Friday, February 21, 2020

Small Talk, Big Connections

Life and living are complex, to be sure. Still when connecting with others it helps to have conversational principles in place that produce good things for the relationship, not only for the good of each individual, but also for the greater community and the world as a whole.  Honest, positive exchanges of information benefit all.

Three principles I think work together to create positive conversation are compassion, reason and self-reflection. (and a fourth, sense of humor, may be very well be the mortar between those bricks)

Compassion cherishes the other person, their participation and their point of view as equal or even slightly more important than your own.

Reason brings to bear in a thoughtful manner the best data, logic and established science pertinent to the conversation.

Self-reflection engages humility, integrity, and an open mind during and after the conversation to consider and reconsider ones convictions.

And a sense of humor recognizes that no peaceful battle is ever settled in one day, let alone a single conversation. But laughter can remind us of the goodness of our connection even when other emotions and disagreement are in play.
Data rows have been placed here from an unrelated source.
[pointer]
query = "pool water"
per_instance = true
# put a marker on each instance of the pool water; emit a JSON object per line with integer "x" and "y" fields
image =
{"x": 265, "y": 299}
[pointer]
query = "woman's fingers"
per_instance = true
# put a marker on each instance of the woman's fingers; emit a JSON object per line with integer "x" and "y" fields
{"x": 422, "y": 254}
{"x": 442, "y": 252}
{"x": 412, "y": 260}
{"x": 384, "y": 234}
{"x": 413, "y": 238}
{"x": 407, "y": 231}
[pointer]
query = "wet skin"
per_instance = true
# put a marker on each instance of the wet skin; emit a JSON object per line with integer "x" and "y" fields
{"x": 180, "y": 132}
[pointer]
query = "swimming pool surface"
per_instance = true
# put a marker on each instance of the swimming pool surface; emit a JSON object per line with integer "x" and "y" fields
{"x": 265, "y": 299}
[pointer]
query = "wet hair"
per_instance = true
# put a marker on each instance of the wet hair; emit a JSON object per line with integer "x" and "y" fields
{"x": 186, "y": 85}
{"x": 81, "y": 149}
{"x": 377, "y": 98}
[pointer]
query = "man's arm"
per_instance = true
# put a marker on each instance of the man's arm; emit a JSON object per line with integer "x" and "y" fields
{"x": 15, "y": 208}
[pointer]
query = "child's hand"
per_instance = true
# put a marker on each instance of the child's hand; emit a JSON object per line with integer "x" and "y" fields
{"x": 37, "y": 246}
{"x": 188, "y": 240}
As a real world example of how one might implement these conversational principles, let's consider the very real scenario when I interact with someone I know and care for who has a belief in a magical position, specifically, let's say, belief in an afterlife. I choose this topic because of the wide range of seriousness and silliness with which an afterlife is considered to this day.
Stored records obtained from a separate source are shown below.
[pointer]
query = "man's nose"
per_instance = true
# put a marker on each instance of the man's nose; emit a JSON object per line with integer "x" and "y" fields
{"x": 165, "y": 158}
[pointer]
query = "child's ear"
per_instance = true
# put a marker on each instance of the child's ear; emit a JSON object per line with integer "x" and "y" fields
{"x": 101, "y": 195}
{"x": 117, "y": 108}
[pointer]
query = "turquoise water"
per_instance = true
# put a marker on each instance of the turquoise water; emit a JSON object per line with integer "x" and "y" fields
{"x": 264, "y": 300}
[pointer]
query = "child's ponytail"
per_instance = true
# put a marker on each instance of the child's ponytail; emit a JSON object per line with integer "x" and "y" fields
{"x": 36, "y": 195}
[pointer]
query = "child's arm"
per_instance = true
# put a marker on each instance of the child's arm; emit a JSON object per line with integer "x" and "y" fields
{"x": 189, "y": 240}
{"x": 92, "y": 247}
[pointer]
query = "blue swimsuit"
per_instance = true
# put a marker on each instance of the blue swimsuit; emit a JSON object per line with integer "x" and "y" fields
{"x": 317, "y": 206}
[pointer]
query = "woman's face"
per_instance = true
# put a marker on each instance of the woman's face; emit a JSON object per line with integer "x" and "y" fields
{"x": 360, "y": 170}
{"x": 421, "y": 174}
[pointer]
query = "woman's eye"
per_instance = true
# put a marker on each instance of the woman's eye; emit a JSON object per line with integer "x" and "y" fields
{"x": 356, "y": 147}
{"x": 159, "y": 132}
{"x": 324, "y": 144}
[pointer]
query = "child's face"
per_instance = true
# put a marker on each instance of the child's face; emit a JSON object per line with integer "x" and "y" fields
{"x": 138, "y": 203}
Entering the conversation, compassion leads the way. By considering the person you'll be talking not only can you adjust your presentation to be most interesting to the other person, you also set yourself up to have your information received in a friendly fashion. I think one of the best ways to open a conversation is with a question, so that you demonstrate your interest in the other's thoughts.
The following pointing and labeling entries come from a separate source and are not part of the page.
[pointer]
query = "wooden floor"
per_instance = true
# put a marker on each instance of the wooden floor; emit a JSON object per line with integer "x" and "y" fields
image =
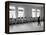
{"x": 33, "y": 26}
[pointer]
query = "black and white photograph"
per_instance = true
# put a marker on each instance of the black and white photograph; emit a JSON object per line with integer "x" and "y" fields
{"x": 25, "y": 17}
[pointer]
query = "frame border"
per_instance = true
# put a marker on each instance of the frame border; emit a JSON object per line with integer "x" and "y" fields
{"x": 7, "y": 16}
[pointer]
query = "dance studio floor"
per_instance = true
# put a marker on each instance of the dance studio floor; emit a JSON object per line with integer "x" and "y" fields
{"x": 33, "y": 26}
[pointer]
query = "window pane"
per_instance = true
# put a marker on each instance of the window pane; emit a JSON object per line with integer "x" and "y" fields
{"x": 11, "y": 7}
{"x": 38, "y": 12}
{"x": 20, "y": 12}
{"x": 12, "y": 14}
{"x": 33, "y": 12}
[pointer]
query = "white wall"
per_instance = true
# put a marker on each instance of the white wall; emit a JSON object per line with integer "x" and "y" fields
{"x": 2, "y": 17}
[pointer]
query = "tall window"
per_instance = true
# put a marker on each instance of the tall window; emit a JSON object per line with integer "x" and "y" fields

What do you think of the idea of heaven?

Even if your friend is a believer you may very well be surprised at how skeptical their position is. As a person who wants to implement reason, this can be a great way to learn some fact or at least understand the exact position your conversational partner holds.

Okay so you believe there is paradise where everyone is happy and you are reunited with everyone in your life who has died, except for those who didn't believe in the Christian god?

By reflecting honestly what your friend has shared seeks confirmation that you understand their conviction. You might very well go through several iterations of fully understanding the basics of their stance. You may find opportunities to gently challenge their premises along the way.

Okay, so Christians judged by Jesus as worthy rise to heaven, but even if you're a non-christian or an atheist who lived your life with love and kindness you wouldn't get there?

Yes it can be trying at times to listen to a story that has little evidence behind it, but a good conversation takes the other's position seriously.  If you can't then you probably shouldn't have started the conversation. Real world persuasion involves patience and calm, honest sharing. Otherwise, the conversation can enter an adversarial dead end to no ones benefit. To this end, reflect on whether your statements might insult the other, instead of a acerbic comment consider sharing a friendly comment that underscores wanting to know the truth better.

I used to believe in an afterlife myself. The hope that we will be reunited with our dead loved ones is powerful, which makes heaven an interesting idea to contemplate.

At a certain point you may sense the discussion is only causing stress, and you'd rather not have it become an all or nothing debate. "Winning the argument" with a friend rarely happens, especially over the course of a single conversation. A better way to end a serious minded discussion is with a bit of humor to fertilize any seeds of compassion and reason that were planted.

Well, if there is a heaven, I hope they have Netflix!

To be sure, being human means we may never perfectly implement the principles of compassion, reason and self-reflection. Still if we make the attempt to ratchet up these principles in conversations with those we care about, we just may find ourselves one step closer to creating heaven on Earth.